17th Jan 2017 | News

Andrew Young, led by Robert Weir QC, has recently appeared for the successful claimants in an appeal to the Court of Appeal in the case of Wood and Wood v TUI Travel Plc [2017] EWCA Civ 11. The judgment (handed down on 16th January 2017) is of great significance to the travel industry.

In this case, the claimants became ill with gastroenteritis as a result of eating contaminated food at a meal provided by the hotel where they were staying as part of an all-inclusive package holiday in the Dominican Republic arranged by the Defendant tour operator. The trial judge found that, whilst the food consumed by the claimants at the hotel had caused illness, it had been contaminated without fault on the part of the hotel. Accordingly, the claims brought by the claimants under the Package Travel Regulations and in common law negligence failed. However, the trial judge found in favour of the claimants on the basis that the food supplied by the hotel was not of satisfactory quality for the purposes of section 4(2) of the Supply of Goods and Services Act 1982 and that this made the tour operator in breach of his statutory duty under that Act and therefore liable to the claimants.

The tour operator appealed on the basis that the package holiday contract was a contract for the supply of services and could not therefore at the same time be a contract for the transfer of goods within the meaning of the 1982 Act. This ground of appeal was effectively abandoned during the course of the appeal. However, the tour operator also raised a more interesting argument, which was that, because of the complicated nature of the contractual arrangement in package travel cases, no property in goods was transferred by the tour operator to the claimants, so the claimants never acquired property in the food that they consumed and the tour operator never became subject to the duty to supply goods of satisfactory quality under the 1982 Act. Burnett LJ conceded that this argument had an elegant simplicity, but he had little difficulty in rejecting it and affirming that, as in the more straightforward case of a meal in a restaurant, which is governed by the equivalent duties under the Sale of Goods Act, a person supplying food to a consumer will be liable, if that food is not fit for human consumption.

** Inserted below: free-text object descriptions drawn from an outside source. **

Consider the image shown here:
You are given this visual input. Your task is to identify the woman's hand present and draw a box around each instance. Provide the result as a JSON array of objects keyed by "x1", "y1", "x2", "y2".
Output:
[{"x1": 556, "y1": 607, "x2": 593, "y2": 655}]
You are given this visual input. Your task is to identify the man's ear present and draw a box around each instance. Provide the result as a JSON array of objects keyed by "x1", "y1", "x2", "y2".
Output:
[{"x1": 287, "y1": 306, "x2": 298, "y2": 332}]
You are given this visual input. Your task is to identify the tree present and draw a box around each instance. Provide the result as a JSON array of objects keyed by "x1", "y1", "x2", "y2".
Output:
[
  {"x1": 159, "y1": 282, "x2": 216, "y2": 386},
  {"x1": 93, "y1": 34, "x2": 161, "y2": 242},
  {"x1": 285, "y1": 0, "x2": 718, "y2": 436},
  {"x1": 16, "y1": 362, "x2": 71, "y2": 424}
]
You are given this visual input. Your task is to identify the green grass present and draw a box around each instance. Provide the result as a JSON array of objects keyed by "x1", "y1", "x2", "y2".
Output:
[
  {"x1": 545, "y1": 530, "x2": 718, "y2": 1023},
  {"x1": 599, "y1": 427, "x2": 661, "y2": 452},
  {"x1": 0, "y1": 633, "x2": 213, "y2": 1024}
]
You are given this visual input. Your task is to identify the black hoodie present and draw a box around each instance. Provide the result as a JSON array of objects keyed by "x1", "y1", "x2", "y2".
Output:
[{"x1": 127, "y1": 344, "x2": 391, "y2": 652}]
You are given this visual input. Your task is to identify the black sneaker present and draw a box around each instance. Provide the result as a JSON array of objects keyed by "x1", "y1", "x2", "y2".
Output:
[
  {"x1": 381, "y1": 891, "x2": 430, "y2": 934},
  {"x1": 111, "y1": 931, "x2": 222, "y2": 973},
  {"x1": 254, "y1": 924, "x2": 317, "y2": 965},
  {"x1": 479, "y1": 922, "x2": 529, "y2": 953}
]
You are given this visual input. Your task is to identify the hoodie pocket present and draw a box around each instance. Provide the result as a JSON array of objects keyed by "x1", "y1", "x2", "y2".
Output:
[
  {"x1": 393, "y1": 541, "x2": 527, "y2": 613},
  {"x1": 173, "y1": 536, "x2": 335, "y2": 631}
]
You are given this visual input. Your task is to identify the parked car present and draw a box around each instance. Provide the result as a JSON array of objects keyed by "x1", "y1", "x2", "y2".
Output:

This case is a very important decision in the field of travel law, as the Court of Appeal has confirmed a point which has hitherto often been disputed by defendants, namely that it is not necessary for a claimant to establish fault on the part of the hotel or to rely on the Package Travel Regulations in order to succeed in a food poisoning claim against a tour operator. Provided the claimant can show that he became ill as a result of eating contaminated food provided as part of the holiday contract, he should succeed in a claim for damages against the tour operator and it is no defence for the tour operator to adduce evidence that this happened despite the hotel taken all reasonable care to avoid any outbreak of food poisoning at the hotel.

Aside from the point of law decided by Wood, the Court of Appeal judgment is entertaining for its discussion in response to what it called the appellant’s metaphysical submissions as to the precise moment when property in food passed to the customer (was it when it was put on his plate or when it entered his mouth?) and whether the customer was the owner of scraps left on his plate that he decided to feed to his dog. These are encouraging signs that Court of Appeal judges do in fact have a sense of humour after all!